Related: asm loop basics: While, Do While, For loops in Assembly Language (emu8086)
Terminology: Wikipedia says "loop inversion" is the name for turning a while(x) into if(x) do{}while(x), putting the condition at the bottom of the loop where it belongs.
Fewer instructions / uops inside the loop = better. Structuring the code outside the loop to achieve this is very often a good idea.
Sometimes this requires "loop rotation" (peeling part of the first iteration so the actual loop body has the conditional branch at the bottom). So you do some of the first iteration and maybe skip the loop entirely, then fall into the loop. Sometimes you also need some code after the loop to finish the last iteration.
Sometimes loop rotation is extra useful if the last iteration is a special case, e.g. a store you need to skip. This lets you implement a while(1) {... ; if(x)break; ...; } loop as a do-while, or put one of the conditions of a multiple-condition loop at the bottom.
Some of these optimizations are related to or enable software pipelining, e.g. loading something for the next iteration. (OoO exec on x86 makes SW pipelining not very important these days but it's still useful for in-order cores like many ARM. And unrolling with multiple accumulators is still very valuable for hiding loop-carried FP latency in a reduction loop like a dot product or sum of an array.)
do{}while() is the canonical / idiomatic structure for loops in asm on all architectures, get used to it. IDK if there's a name for it; I would say such a loop has a "do while structure". If you want names, you could call the while() structure "crappy unoptimized code" or "written by a novice". :P Loop-branch at the bottom is universal, and not even worth mentioning as a Loop Optimization. You always do that.
This pattern is so widely used that on CPUs that use static branch prediction for branches without an entry in the branch-predictor caches, unknown forward conditional branches are predicted not-taken, unknown backwards branches are predicted taken (because they're probably loop branches). See Static branch prediction on newer Intel processors on Matt Godbolt's blog, and Agner Fog's branch-prediction chapter at the start of his microarch PDF.
This answer ended up using x86 examples for everything, but much of this applies across the board for all architectures. I wouldn't be surprised if other superscalar / out-of-order implementations (like some ARM, or POWER) also have limited branch-instruction throughput whether they're taken or not. But fewer instructions inside the loop is nearly universal when all you have is a conditional branch at the bottom, and no unconditional branch.

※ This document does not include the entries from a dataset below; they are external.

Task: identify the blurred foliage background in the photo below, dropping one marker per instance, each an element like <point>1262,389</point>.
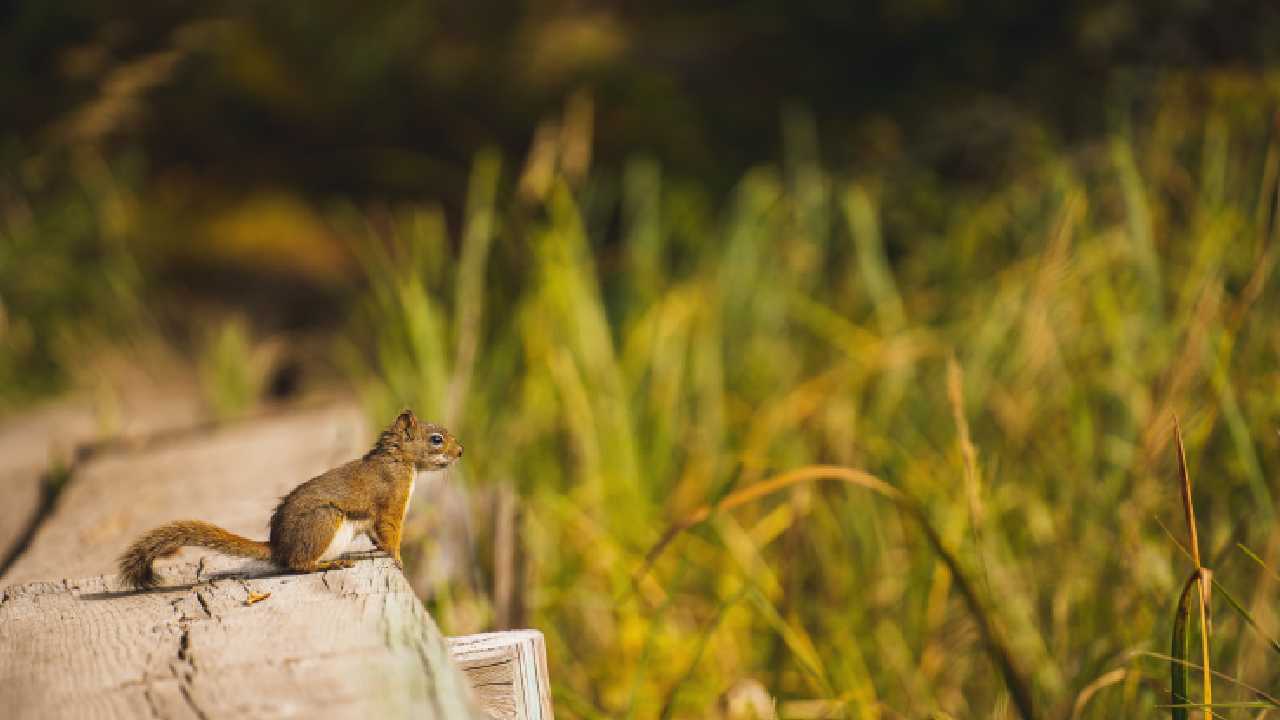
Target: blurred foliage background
<point>641,256</point>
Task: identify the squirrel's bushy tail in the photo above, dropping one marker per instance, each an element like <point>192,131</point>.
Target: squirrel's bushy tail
<point>167,540</point>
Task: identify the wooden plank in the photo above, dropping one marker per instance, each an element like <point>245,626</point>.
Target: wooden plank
<point>507,670</point>
<point>46,437</point>
<point>232,477</point>
<point>228,637</point>
<point>344,643</point>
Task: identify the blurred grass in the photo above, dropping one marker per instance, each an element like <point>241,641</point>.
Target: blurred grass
<point>624,355</point>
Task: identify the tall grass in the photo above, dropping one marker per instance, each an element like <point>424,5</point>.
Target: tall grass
<point>624,355</point>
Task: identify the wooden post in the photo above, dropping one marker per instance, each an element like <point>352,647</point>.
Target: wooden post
<point>508,673</point>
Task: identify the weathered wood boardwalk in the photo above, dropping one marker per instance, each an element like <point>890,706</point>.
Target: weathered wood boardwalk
<point>227,637</point>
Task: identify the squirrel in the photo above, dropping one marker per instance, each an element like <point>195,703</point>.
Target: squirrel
<point>315,522</point>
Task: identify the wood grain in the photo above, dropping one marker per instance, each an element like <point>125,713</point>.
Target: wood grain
<point>507,671</point>
<point>231,477</point>
<point>344,643</point>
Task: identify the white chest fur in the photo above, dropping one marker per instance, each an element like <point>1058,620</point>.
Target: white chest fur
<point>351,531</point>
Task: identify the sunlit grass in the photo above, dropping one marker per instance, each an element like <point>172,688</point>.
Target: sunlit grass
<point>1009,361</point>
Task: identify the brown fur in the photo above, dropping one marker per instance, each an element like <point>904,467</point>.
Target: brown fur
<point>373,491</point>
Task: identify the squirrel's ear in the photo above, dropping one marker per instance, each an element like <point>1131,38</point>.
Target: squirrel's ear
<point>405,423</point>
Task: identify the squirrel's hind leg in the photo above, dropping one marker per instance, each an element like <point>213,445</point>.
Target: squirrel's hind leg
<point>315,543</point>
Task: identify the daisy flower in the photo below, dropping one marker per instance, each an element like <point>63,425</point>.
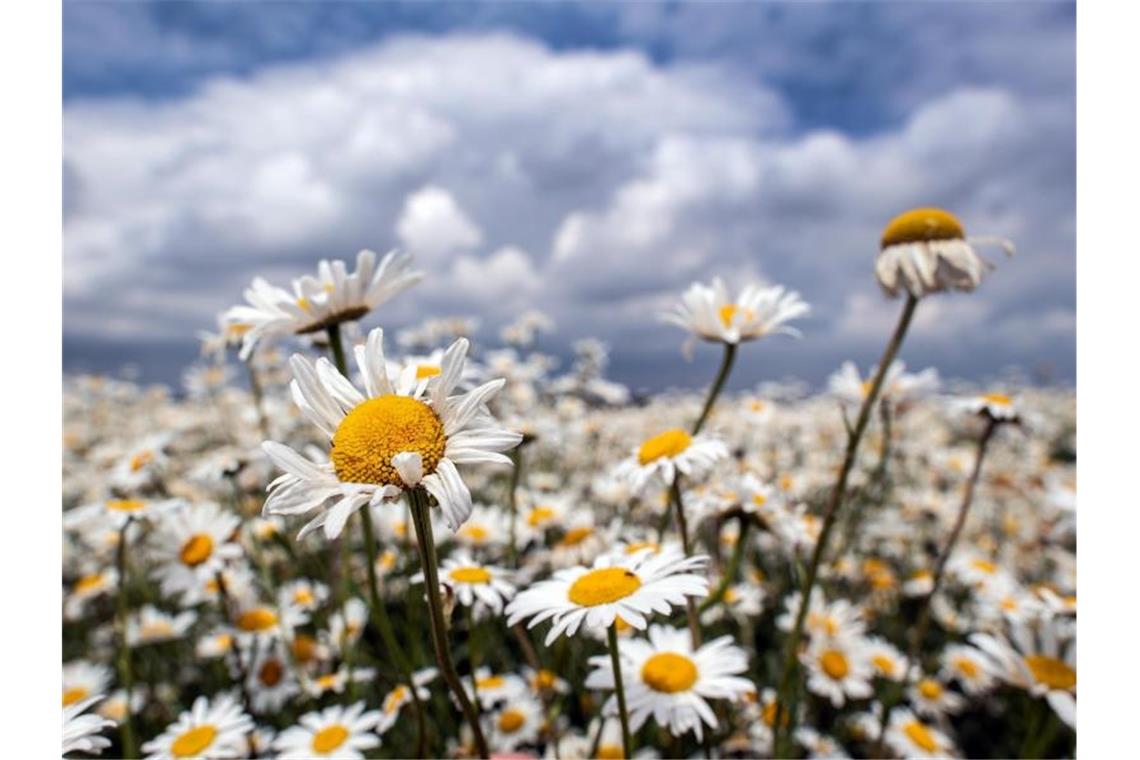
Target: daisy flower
<point>332,297</point>
<point>81,732</point>
<point>912,737</point>
<point>926,251</point>
<point>335,732</point>
<point>208,729</point>
<point>385,442</point>
<point>632,587</point>
<point>708,312</point>
<point>666,454</point>
<point>666,678</point>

If the loop might need to run zero times, compilers more often put a test-and-branch outside the loop to skip it, instead of jumping to the loop condition at the bottom. (i.e. if the compiler can't prove the loop condition is always true on the first iteration).
BTW, this paper calls transforming while() to if(){ do{}while; } an "inversion", but loop inversion usually means inverting a nested loop. (e.g. if the source loops over a row-major multi-dimensional array in the wrong order, a clever compiler could change for(i) for(j) a[j][i]++; into for(j) for(i) a[j][i]++; if it can prove it's correct.) But I guess you can look at the if() as a zero-or-one iteration loop. Fun fact, compiler devs teaching their compilers how to invert a loop (to allow auto-vectorization) for a (very) specific case is why SPECint2006's libquantum benchmark is "broken". Most compilers can't invert loops in the general case, just ones that looks almost exactly like the one in SPECint2006...
You can help the compiler make more compact asm (fewer instructions outside the loop) by writing do{}while() loops in C when you know the caller isn't allowed to pass size=0 or whatever else guarantees a loop runs at least once.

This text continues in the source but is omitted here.